Im Kapitel ›Wohnen‹ wird unter anderem deutlich, dass deutsche Stararchitekten wie Ole Schieren in Shenzhen bauen dürfen, weil die Firmen und der Staat beim Wettbewerb um die besten Talente ein gemeinsames Interesse daran haben, dass es sich in der Stadt möglichst gut leben, arbeiten und wohnen lässt (vergleiche dazu https://www.google.de/search?source=univ&tbm=isch&q=ole+scheeren+shenzhen&sa=X&ved=2ahUKEwjd9vqQr_HyAhVLgP0HHRFnB6gQjJkEegQIBhAC&biw=1324&bih=913). „Denn Shenzhen steht nicht nur mit anderen chinesischen Städten in Konkurrenz, sondern spürt zunehmend auch international den Druck, attraktiv für möglichst viele verschiedene Menschen zu sein. Geld allein reicht nicht mehr aus, um Spitzenleute zu Tencent, Hawaii oder DJI zu locken. Andere Parameter sind wichtiger geworden. Am Ende bestimmen also die Kreativen und ihre komplexen Servicenetzwerke, wie Shenzhen aussieht. Sie sind die Treiber einer neuen Lebensqualität … Aus diesem Grund darf, wie im Kapitel ›Chillen‹ deutlich wird, in Shenzhen auch eine Subkultur wachsen, bei deren Exzessen hier schon eher ein Auge zugedrückt wird als in Peking, auch wenn es einmal politisch wird“ (Frank Sieren S. 403; vergleiche dazu https://www.google.de/search?source=univ&tbm=isch&q=Chillen+in++shenzhen&sa=X&ved=2ahUKEwj22b2TsfHyAhVWhP0HHR4iCxIQjJkEegQIBxAC&biw=1324&bih=913).
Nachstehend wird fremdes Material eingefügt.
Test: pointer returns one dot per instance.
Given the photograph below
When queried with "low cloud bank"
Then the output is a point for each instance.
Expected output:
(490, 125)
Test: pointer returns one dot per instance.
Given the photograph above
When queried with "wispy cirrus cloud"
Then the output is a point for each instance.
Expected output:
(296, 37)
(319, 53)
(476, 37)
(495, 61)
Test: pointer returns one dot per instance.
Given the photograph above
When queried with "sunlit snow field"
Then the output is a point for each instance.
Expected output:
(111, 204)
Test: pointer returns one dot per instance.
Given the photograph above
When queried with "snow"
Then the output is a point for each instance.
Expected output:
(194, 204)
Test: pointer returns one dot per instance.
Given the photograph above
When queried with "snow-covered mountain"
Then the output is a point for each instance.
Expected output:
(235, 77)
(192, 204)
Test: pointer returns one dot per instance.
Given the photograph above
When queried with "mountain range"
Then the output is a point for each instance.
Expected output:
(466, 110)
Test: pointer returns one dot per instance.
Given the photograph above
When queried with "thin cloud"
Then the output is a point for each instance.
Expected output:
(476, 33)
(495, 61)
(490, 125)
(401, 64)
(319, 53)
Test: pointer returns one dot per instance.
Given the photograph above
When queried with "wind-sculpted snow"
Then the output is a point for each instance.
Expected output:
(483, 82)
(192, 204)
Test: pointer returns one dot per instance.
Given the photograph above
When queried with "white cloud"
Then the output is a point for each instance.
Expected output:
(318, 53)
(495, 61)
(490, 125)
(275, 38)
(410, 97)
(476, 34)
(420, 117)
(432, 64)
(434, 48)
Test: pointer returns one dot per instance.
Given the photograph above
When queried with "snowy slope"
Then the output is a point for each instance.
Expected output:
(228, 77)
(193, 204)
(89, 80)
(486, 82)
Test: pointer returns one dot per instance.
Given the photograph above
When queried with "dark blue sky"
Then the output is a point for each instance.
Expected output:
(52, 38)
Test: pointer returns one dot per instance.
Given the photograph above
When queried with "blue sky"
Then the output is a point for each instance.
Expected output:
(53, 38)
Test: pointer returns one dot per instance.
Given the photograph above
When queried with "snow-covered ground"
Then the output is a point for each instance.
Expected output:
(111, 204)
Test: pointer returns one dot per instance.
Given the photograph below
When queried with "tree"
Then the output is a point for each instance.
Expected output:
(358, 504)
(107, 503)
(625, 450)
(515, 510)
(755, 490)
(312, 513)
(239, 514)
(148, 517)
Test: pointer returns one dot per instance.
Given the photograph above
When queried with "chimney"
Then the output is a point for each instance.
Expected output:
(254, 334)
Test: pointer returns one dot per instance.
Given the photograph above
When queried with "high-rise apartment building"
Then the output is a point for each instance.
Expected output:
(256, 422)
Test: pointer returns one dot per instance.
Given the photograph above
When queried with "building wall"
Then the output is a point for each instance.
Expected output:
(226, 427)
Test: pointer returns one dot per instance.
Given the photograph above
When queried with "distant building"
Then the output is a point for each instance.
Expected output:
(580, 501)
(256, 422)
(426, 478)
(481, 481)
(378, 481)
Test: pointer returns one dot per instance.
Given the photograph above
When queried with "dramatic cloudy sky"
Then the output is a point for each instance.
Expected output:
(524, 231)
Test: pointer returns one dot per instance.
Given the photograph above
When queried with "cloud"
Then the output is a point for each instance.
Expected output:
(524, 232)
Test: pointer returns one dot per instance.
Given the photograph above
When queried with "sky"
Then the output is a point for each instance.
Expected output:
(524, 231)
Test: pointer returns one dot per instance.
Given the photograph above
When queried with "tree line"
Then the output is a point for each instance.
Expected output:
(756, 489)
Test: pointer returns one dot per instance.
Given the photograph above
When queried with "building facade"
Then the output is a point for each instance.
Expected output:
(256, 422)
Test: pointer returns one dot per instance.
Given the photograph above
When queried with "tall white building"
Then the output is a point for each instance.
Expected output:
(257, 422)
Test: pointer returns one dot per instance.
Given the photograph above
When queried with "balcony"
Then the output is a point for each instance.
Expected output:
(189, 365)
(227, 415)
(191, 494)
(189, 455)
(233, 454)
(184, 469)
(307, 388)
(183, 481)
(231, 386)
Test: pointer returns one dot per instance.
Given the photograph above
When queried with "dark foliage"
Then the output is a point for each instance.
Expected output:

Im Kapitel ›Bewegen‹ wird deutlich, dass die chinesische Autoindustrie durch die Kombination von 5G, autonomen Fahren und E-Autos unabhängig von der deutschen Automobilindustrie geworden sind. Die Spezialisten für autonomes Fahren erzählen gerne, dass Dong Mingzhu, die Gründerin von Gree Electric, dem größten Klimaanlagenhersteller der Welt, in Shenzhen verdächtigt worden ist, bei Rot über die Straße gegangen zu sein, obwohl sie gar nicht in der Stadt war. „Die Verkehrskameras konnten das Missverständnis schnell aufklären: Ein Bus mit ihrem Konterfei – eine Werbung für Gree Electric – hatte die Ampel passiert, während diese Rot für Fußgänger zeigte, und so das Gesichtserkennungssystem durcheinander gebracht. Das ›Verkehrsgehirn‹, wie die Shenzhener Polizei das System nennt, war von einem Bus mit seitlich aufgedruckter Werbung überlistet worden. Eine nette Anekdote für die Entwickler des autonomen Fahrens, die längst viel weiter denken. In der Welt des autonomen Fahrens soll es gar nicht mehr passieren, dass eine Straße leer ist und die Fußgängerampel trotzdem Rot zeigt. In ihrer Welt weiß die Ampel, wie weit entfernt ein herannahendes Auto ist; sie kann sofort und so lange auf Grün springen, bis es bei der Ampel angekommen ist“ (Frank Sieren S. 122 f.).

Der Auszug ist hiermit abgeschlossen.